Aside from the affectation of progress displayed by Binghamton Mayor Matt Ryan’s mere presence on campus, a Monday night forum between him and the Binghamton University community on city housing explained little (See Page 1).

The city’s Commission on Housing and Home Ownership is scheduled in a month’s time to recommend to Ryan how to best improve home ownership rates in the city. The commission does not have any legislative power, but could advise that a limit to where and in what numbers people can live in certain residential areas city-wide be set, including the West Side — the most popular place to live for off-campus students.

Students are rightfully upset about the prospect of seeing their way of life altered in Binghamton, but very few approached the forum thoughtfully or properly. Most focused their questions on the perceived conflict of interest on behalf of a commission member who works for the development group that is looking to build a new housing complex Downtown — a housing complex that figures to make great profits off of students, and potentially, students who would no longer be living on the West Side.

The lawyer, Ken Kamlet, never should have been on the commission because an appearance of a conflict of interest is disruptive, whether a real conflict exists or not. But at this point, it’s barely relevant.

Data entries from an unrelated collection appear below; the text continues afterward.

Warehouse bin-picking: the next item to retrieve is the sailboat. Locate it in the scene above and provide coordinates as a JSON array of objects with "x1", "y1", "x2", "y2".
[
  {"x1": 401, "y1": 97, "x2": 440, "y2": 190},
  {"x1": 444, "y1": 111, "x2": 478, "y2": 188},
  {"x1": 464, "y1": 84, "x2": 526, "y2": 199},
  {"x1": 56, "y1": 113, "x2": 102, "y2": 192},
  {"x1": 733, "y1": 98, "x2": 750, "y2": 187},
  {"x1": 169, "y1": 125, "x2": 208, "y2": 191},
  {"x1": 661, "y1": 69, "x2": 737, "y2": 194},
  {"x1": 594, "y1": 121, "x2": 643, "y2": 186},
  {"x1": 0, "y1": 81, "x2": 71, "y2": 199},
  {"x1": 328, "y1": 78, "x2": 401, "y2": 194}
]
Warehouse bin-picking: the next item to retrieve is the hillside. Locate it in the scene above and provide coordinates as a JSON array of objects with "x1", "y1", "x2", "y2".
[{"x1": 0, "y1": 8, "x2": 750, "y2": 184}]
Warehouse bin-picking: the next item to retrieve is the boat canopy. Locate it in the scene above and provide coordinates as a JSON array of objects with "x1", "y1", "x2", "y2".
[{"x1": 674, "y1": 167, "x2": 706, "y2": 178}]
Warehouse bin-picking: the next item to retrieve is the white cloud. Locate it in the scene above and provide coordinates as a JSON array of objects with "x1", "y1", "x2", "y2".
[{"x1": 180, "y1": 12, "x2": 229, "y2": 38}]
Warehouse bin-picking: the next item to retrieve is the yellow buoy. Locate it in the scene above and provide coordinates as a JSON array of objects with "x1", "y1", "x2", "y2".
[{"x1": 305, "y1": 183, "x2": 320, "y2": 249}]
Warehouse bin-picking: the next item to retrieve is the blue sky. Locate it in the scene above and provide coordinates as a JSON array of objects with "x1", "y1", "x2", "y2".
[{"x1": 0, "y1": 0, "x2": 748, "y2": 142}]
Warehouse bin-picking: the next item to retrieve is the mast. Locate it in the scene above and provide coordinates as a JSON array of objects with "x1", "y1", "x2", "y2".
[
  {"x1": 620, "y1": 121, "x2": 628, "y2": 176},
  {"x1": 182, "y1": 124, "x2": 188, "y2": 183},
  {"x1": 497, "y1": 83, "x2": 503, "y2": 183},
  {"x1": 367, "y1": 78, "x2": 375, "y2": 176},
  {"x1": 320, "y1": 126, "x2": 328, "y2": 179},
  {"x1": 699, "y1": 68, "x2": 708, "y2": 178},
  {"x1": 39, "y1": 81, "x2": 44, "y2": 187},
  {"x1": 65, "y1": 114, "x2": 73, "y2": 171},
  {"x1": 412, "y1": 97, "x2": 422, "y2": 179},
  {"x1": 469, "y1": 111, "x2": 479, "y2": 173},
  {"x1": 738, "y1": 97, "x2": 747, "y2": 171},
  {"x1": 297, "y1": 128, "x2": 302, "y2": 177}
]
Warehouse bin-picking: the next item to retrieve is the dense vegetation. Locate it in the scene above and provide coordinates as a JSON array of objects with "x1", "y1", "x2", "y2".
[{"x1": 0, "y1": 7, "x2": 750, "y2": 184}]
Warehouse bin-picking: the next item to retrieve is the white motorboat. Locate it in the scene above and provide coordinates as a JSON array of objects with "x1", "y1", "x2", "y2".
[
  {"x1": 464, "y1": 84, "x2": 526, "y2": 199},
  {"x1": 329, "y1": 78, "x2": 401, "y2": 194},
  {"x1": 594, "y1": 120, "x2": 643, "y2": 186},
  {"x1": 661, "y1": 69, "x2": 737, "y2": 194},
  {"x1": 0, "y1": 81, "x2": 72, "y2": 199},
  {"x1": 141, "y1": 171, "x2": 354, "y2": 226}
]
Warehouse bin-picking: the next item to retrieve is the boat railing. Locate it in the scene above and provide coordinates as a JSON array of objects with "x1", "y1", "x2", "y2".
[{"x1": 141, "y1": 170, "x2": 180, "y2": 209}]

Other students seemed to be simply posturing for their Student Association executive board runs, with several candidates asking questions, but few showing true understanding of the issue. (We can’t wait for next week’s elections!)

President Matt Landau and the Student Association did well to have Ryan speak — he wasn’t planning to attend at one point— but did not do well controlling a sometimes immature crowd.

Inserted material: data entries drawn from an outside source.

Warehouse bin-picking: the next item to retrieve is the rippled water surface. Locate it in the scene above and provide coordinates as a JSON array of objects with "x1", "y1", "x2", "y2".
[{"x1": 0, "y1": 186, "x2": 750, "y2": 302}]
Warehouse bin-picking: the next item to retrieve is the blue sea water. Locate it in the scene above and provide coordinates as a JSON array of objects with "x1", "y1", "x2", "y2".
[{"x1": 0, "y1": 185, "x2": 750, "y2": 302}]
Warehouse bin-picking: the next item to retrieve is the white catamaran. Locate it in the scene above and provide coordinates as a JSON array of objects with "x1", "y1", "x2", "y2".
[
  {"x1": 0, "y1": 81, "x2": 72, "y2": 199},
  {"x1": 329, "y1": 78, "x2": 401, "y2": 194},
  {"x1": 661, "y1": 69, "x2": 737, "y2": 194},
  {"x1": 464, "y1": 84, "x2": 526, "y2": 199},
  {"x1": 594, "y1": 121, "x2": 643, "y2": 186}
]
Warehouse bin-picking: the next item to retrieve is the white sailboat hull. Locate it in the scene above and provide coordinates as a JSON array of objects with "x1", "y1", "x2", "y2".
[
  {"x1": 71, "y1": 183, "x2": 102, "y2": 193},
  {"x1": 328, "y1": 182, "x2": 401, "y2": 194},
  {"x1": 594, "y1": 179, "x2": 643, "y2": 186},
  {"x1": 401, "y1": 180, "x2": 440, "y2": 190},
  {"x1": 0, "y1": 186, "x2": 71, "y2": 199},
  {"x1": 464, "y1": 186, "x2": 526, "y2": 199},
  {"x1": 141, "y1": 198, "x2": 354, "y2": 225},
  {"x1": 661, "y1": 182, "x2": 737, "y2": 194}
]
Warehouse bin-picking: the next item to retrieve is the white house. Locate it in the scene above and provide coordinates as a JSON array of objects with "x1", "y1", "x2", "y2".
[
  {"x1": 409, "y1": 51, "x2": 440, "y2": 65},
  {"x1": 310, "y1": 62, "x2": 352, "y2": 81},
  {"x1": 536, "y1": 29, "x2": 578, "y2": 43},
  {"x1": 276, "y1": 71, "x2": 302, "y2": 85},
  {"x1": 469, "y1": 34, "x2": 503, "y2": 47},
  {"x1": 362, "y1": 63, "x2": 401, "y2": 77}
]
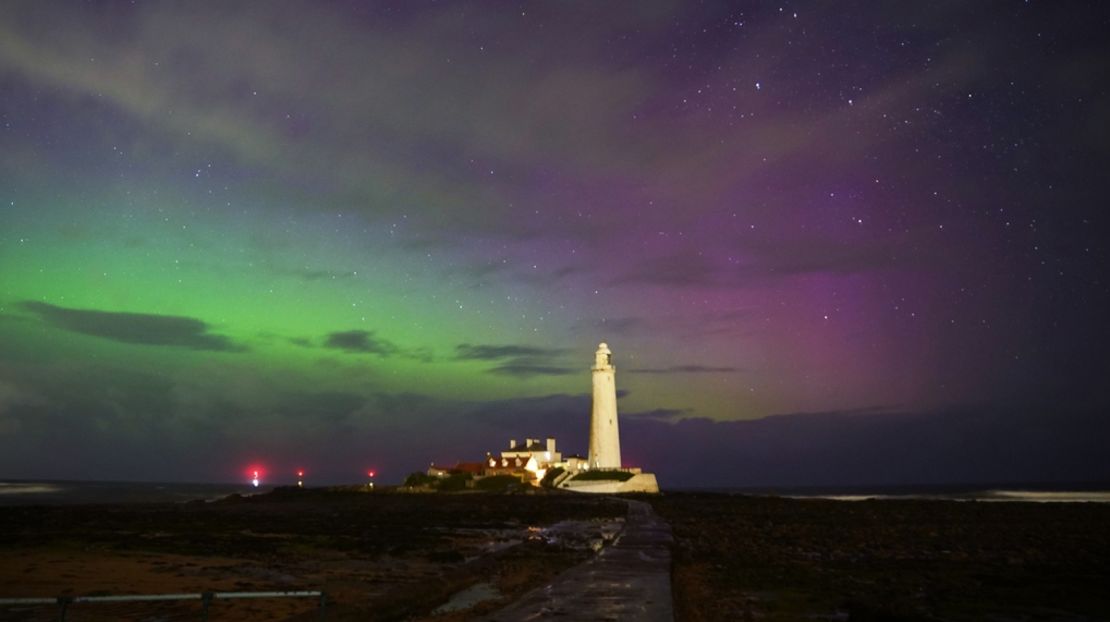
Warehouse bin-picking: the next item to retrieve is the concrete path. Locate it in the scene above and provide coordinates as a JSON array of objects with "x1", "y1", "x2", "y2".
[{"x1": 490, "y1": 501, "x2": 675, "y2": 622}]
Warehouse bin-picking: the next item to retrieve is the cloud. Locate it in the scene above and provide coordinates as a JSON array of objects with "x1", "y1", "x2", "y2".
[
  {"x1": 324, "y1": 330, "x2": 400, "y2": 358},
  {"x1": 620, "y1": 409, "x2": 692, "y2": 421},
  {"x1": 490, "y1": 363, "x2": 577, "y2": 378},
  {"x1": 455, "y1": 343, "x2": 566, "y2": 361},
  {"x1": 19, "y1": 301, "x2": 245, "y2": 352},
  {"x1": 628, "y1": 365, "x2": 740, "y2": 373},
  {"x1": 455, "y1": 343, "x2": 575, "y2": 379}
]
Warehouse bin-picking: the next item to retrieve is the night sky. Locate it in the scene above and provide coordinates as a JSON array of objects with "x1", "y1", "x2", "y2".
[{"x1": 0, "y1": 1, "x2": 1110, "y2": 488}]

Ryan himself was not thoroughly prepared, backtracking on several questions, and deferring to New York state law on others.

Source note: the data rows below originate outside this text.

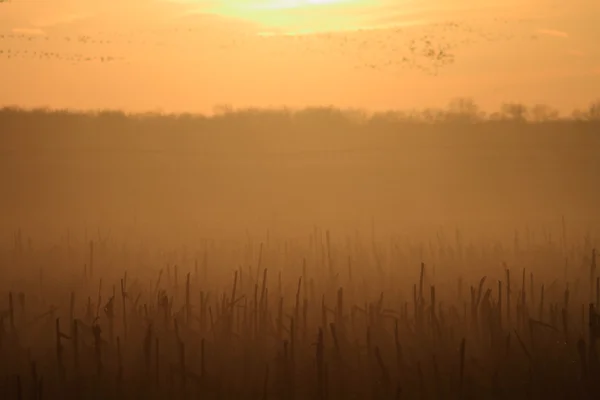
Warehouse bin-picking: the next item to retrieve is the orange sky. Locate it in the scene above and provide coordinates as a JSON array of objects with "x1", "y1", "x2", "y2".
[{"x1": 0, "y1": 0, "x2": 600, "y2": 111}]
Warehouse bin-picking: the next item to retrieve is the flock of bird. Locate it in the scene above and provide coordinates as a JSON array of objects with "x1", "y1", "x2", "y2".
[{"x1": 0, "y1": 19, "x2": 535, "y2": 75}]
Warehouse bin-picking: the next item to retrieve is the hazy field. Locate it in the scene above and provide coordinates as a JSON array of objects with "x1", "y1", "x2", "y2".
[
  {"x1": 0, "y1": 104, "x2": 600, "y2": 400},
  {"x1": 0, "y1": 109, "x2": 600, "y2": 242}
]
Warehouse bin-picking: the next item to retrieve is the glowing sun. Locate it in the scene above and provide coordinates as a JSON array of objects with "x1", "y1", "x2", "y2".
[{"x1": 199, "y1": 0, "x2": 369, "y2": 34}]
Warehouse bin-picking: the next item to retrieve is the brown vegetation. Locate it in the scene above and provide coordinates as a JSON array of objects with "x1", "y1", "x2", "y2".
[{"x1": 0, "y1": 100, "x2": 600, "y2": 400}]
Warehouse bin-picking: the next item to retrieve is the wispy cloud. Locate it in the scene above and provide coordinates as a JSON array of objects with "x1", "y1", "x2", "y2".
[
  {"x1": 11, "y1": 28, "x2": 46, "y2": 36},
  {"x1": 31, "y1": 14, "x2": 92, "y2": 28},
  {"x1": 536, "y1": 29, "x2": 569, "y2": 38}
]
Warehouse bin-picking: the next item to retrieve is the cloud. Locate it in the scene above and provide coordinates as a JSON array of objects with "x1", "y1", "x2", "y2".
[
  {"x1": 12, "y1": 28, "x2": 46, "y2": 36},
  {"x1": 536, "y1": 29, "x2": 569, "y2": 38},
  {"x1": 31, "y1": 14, "x2": 92, "y2": 28}
]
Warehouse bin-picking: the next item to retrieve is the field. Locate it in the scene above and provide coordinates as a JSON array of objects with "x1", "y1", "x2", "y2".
[{"x1": 0, "y1": 104, "x2": 600, "y2": 400}]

Here’s where the focus should have been: Is the sanctity of residential zoning, and on the West Side in particular, really the city’s most pressing issue? And are students essentially second-class citizens in the city’s eyes?

In a town where students and locals already feel discontent with one another, why strain the matter even more when zoning, ultimately, will not be what saves the city? The mayor and the commission are kidding themselves if they think relocating people (and those people will be mostly students) is what will make Binghamton more attractive. All that action will do is upset the student body.

More jobs are needed. A city that is safe in all neighborhoods, not just one or two, like the West and South Sides, will draw people. Priorities, in this situation, are off. But the West Side is arguably the best selling point the city has, and students on the West Side are secondary.

Follow along: Homeowners bring more in the long run than college students. Students are transient and, through the money-tinted spectacle the city looks through, simply not as valuable as young John and Jane who want to settle down in Binghamton and start a business.

And with BU such a bargain in these penny-pinching days, the city knows that upsetting students’ housing situations won’t exactly scare away the masses. So the city envisions the West Side becoming some ritzy area.

Students, perhaps, should never have entered the West Side in the numbers they did in the first place — landlords, a long time ago, started converting homes into student housing when they shouldn’t have, and only now is the matter being corrected.

So, if we as students are not as important as residents to the city as permanent homeowners, here’s the best we can ask for: If zoning changes are made, do not force any student to move out of an affected home until they finish their college career. And homes that are only suitable for large groups should still be rented, assuming they are kept up — a vacant home is no more helpful to property prices than an inhabited shanty.

If you feel, however, that the city should look at all residents as equals, renter or homeowner, and that the city should reconsider whether it’s best to institute change that would upset its lifeblood, the students, when so much else can be done, then speak up. Effective policing and code enforcement could still be the least tenuous solution.

But let’s be clear this time: Speaking up doesn’t mean simply showing up to a town hall forum and asking uninformed questions. It means true comprehension of the matter and real action in the form of petitions, phone calls and letters to local politicians.